Santa Claus Conquers the Martians (1964)
The bizarre thing about Santa Claus as depicted in Santa Claus Conquers the Martians is that he’s supposed to be a sweet, endearing character. He’s supposed to be a traditional version of this iconic symbol of love and charity. The plot of this deranged, misguided, totally bizarre B-movie depends on Santa being a gentle, sweet, good-natured guy. After all, this is a movie about Martian invaders abducting Santa Claus and forcing him to make toys for the girls and boys of Mars – the plot may be odd, but its depiction of Santa should be traditional to help sell this genre-mashing conflict.
So why is this version of Santa Claus so quietly horrifying? Just note the scene (embedded above) where the Martian forces invade his workshop with the help of a giant robot. When faced with this powerful metallic foe, Santa doesn’t back down. Instead, he starts talking to the ‘bot. He calls it a “toy” and nothing more. The robot, so threatening moments before, seizes up. This rotund, red-suited human may have the power to slow down time so he can deliver toys to children all over the world, but his real super-power is the ability to give alien machines existential dilemmas. Faced with the uselessness of his own existence, the robot shuts down and must be abandoned at the North Pole by his masters.
There are other unsettling moments from this Santa Claus throughout the film, like his psychotic cackling when his army of toys take down an evil Martian soldier and his cronies during the climax, but they mostly feel unintentional. For the most part, this Santa is creepy because this movie is so odd and off-putting and strange. However, it’s hard to forget that scene with the robot, where St. Nicholas fills an opponent with so much cosmic dread that he essentially commits suicide.
Christmas Evil (1980)
Filthy and deranged, Christmas Evil is a nasty, low-budget piece of work that will turn off many people with its languid pacing and poor production values. However, those willing to meet it halfway will find one of the better (or at least more interesting) Santa-themed horror movies in existence. Here is a slasher movie that borrows the iconography of Christmas so it can actually comment on the season, rather than utilize familiar imagery for shock value.

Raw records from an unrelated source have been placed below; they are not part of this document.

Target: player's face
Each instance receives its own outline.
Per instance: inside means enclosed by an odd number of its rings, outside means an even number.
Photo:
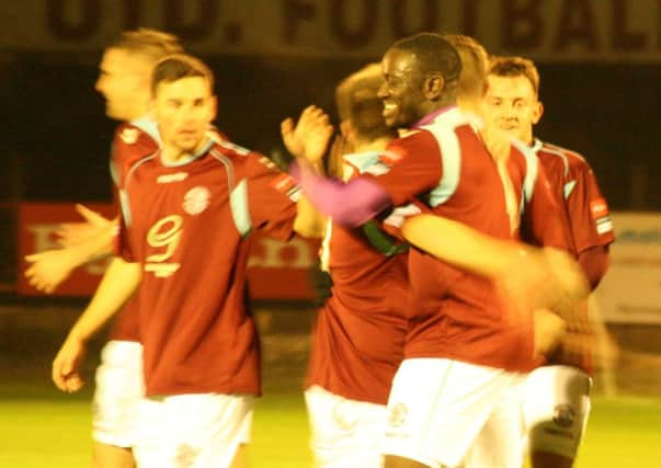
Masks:
[[[384,102],[384,118],[391,128],[409,127],[424,116],[422,80],[410,52],[389,49],[381,60],[384,84],[378,96]]]
[[[487,77],[485,118],[487,125],[506,132],[525,142],[533,140],[533,125],[542,117],[542,103],[525,77]]]
[[[203,77],[187,77],[158,84],[153,117],[163,146],[195,152],[206,142],[206,130],[216,116],[216,99]]]
[[[94,88],[105,98],[109,117],[130,121],[146,113],[151,72],[146,61],[123,49],[105,50]]]

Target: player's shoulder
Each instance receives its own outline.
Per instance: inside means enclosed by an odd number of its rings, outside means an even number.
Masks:
[[[426,128],[413,128],[399,132],[399,138],[390,141],[384,149],[383,160],[388,163],[396,163],[404,159],[409,153],[419,153],[420,151],[438,151],[438,144],[432,132]]]
[[[240,176],[251,176],[264,171],[278,171],[277,165],[264,155],[229,140],[214,139],[209,152],[223,164],[231,165]]]
[[[578,151],[573,151],[571,149],[567,149],[565,147],[561,147],[559,145],[554,145],[547,141],[540,141],[540,140],[536,140],[537,144],[539,146],[538,150],[537,150],[537,155],[538,156],[548,156],[548,157],[556,157],[556,158],[561,158],[567,160],[567,163],[571,167],[589,167],[590,164],[588,164],[588,161],[585,160],[585,158],[579,153]]]

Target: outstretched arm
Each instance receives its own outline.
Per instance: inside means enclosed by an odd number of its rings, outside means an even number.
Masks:
[[[434,215],[407,219],[402,235],[437,259],[494,281],[528,310],[547,308],[571,318],[575,304],[588,297],[580,266],[559,250],[495,239]]]
[[[296,124],[290,117],[281,123],[287,150],[296,158],[306,158],[320,174],[323,174],[323,156],[332,134],[328,115],[315,106],[306,107]],[[326,217],[303,195],[298,199],[294,230],[304,237],[322,238],[324,229]]]
[[[122,308],[140,284],[138,263],[114,259],[89,306],[69,331],[53,362],[52,377],[62,391],[78,391],[82,385],[79,369],[89,340]]]

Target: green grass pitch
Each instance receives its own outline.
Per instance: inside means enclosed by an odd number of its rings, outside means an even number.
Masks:
[[[0,396],[0,467],[83,468],[90,459],[89,390],[66,396],[14,389]],[[308,427],[299,393],[266,395],[250,448],[255,468],[308,468]],[[661,467],[661,399],[595,398],[578,468]]]

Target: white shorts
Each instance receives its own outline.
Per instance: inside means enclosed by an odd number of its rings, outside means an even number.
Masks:
[[[518,374],[443,358],[404,359],[383,453],[432,468],[520,468]]]
[[[145,398],[134,455],[140,468],[227,468],[250,442],[254,397],[195,393]]]
[[[592,379],[570,366],[533,370],[523,386],[523,416],[528,452],[574,459],[590,414]]]
[[[96,368],[93,440],[132,447],[144,396],[143,345],[135,341],[109,341],[101,351],[101,364]]]
[[[350,400],[319,386],[305,392],[316,468],[381,468],[385,404]]]

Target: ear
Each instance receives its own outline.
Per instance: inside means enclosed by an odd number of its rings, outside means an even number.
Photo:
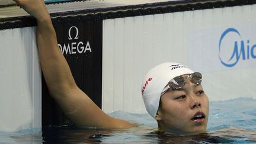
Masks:
[[[156,113],[156,116],[155,116],[155,119],[156,121],[160,121],[162,120],[161,117],[161,117],[161,113],[158,110],[158,112]]]

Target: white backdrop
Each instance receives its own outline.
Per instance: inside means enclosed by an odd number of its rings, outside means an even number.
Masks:
[[[219,55],[228,60],[236,41],[239,54],[242,40],[247,55],[249,40],[249,54],[256,56],[256,48],[252,48],[255,24],[255,5],[104,20],[103,109],[146,113],[140,89],[143,76],[164,62],[178,62],[201,72],[210,101],[255,97],[256,59],[245,56],[243,60],[241,55],[236,65],[228,68]],[[241,37],[228,33],[219,45],[222,34],[231,27]]]
[[[0,31],[0,130],[41,127],[41,76],[35,30]]]

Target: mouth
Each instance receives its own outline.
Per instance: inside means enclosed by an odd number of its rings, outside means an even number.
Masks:
[[[192,117],[191,120],[197,123],[203,123],[204,120],[205,115],[201,111],[198,111]]]

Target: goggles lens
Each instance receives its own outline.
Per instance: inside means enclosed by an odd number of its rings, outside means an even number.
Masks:
[[[202,75],[200,72],[194,72],[185,77],[181,76],[174,77],[169,81],[165,88],[164,88],[161,95],[164,94],[168,90],[177,90],[181,88],[188,79],[193,84],[200,85],[202,81]]]

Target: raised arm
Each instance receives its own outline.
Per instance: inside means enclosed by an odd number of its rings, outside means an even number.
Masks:
[[[14,0],[37,21],[39,59],[50,94],[76,126],[126,129],[127,121],[105,114],[76,85],[57,42],[55,31],[43,0]]]

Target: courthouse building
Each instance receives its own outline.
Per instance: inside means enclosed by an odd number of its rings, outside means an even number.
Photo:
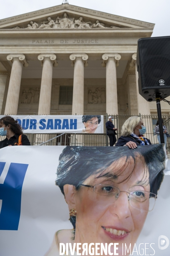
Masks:
[[[136,67],[137,41],[154,26],[68,4],[0,20],[0,112],[156,114]]]

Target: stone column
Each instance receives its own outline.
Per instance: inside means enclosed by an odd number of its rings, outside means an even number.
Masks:
[[[23,66],[28,67],[28,63],[23,54],[9,54],[7,59],[12,63],[5,115],[16,115],[18,109]]]
[[[45,116],[50,114],[53,67],[56,67],[58,66],[55,54],[50,53],[40,54],[38,56],[38,59],[41,61],[41,65],[43,67],[38,115]],[[35,145],[45,142],[49,139],[49,134],[37,134]],[[49,143],[47,145],[49,145]]]
[[[143,98],[143,97],[139,94],[139,92],[138,72],[137,70],[136,53],[134,53],[134,54],[132,55],[132,61],[130,63],[130,66],[132,67],[133,67],[134,65],[135,65],[138,114],[140,113],[141,115],[150,115],[150,107],[149,102]]]
[[[74,67],[72,114],[84,114],[84,67],[87,67],[88,55],[85,53],[70,56],[71,65]]]
[[[132,55],[132,61],[130,66],[133,67],[135,65],[136,79],[137,91],[137,99],[138,101],[138,114],[141,114],[144,125],[146,126],[147,132],[144,135],[146,137],[149,139],[151,142],[154,141],[153,134],[153,127],[152,119],[150,118],[150,107],[149,102],[145,99],[139,92],[138,87],[138,72],[137,70],[136,64],[136,53]]]
[[[106,66],[106,113],[118,115],[116,67],[121,56],[118,53],[105,53],[102,56],[103,67]]]
[[[8,71],[0,71],[0,114],[1,113]]]
[[[41,61],[42,68],[38,115],[50,114],[53,66],[57,67],[55,54],[40,54],[38,59]]]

The evil Santa at the center of this film isn’t actually Santa Claus. He’s Harry (Brandon Maggart), a lonely and emotionally crippled man whose entire existence was thrown into turmoil when he saw his mother getting busy with his father while he was wearing a Santa costume. Now, middle-aged and deeply pathetic, he tries to keep the Christmas spirit alive by toiling away as a manager at toy factory. But his employees have no respect for their craft and build cheap junk. And his neighbors think he’s a loser. So Harry, who already keeps a book of “bad boys and girls,” snaps, puts on a Santa outfit, and journeys out into a dark Christmas Eve to do his work. That work involves stealing toys from work and delivering them to a hospital. And breaking into the homes of “bad” kids to destroy their toys. And, you know, murdering people with a hatchet.
Christmas Evil is more of a curiosity piece than an actual movie, but it’s a fascinating and entirely committed movie. For better or worse, writer/director Lewis Jackson created something wholly unique – a portrait of holiday-infused madness. However, it’s Maggart who holds the film together, delivering an unforgettable performance in a role that could have been a bunch of cheap mugging. It would be a stretch to call this a good movie, but there is absolutely nothing here that can be dubbed lazy. Just make sure you have a shower on hand, because the feverish, surreal climax is going to make you feel like you just waded through a swamp of spoiled eggnog.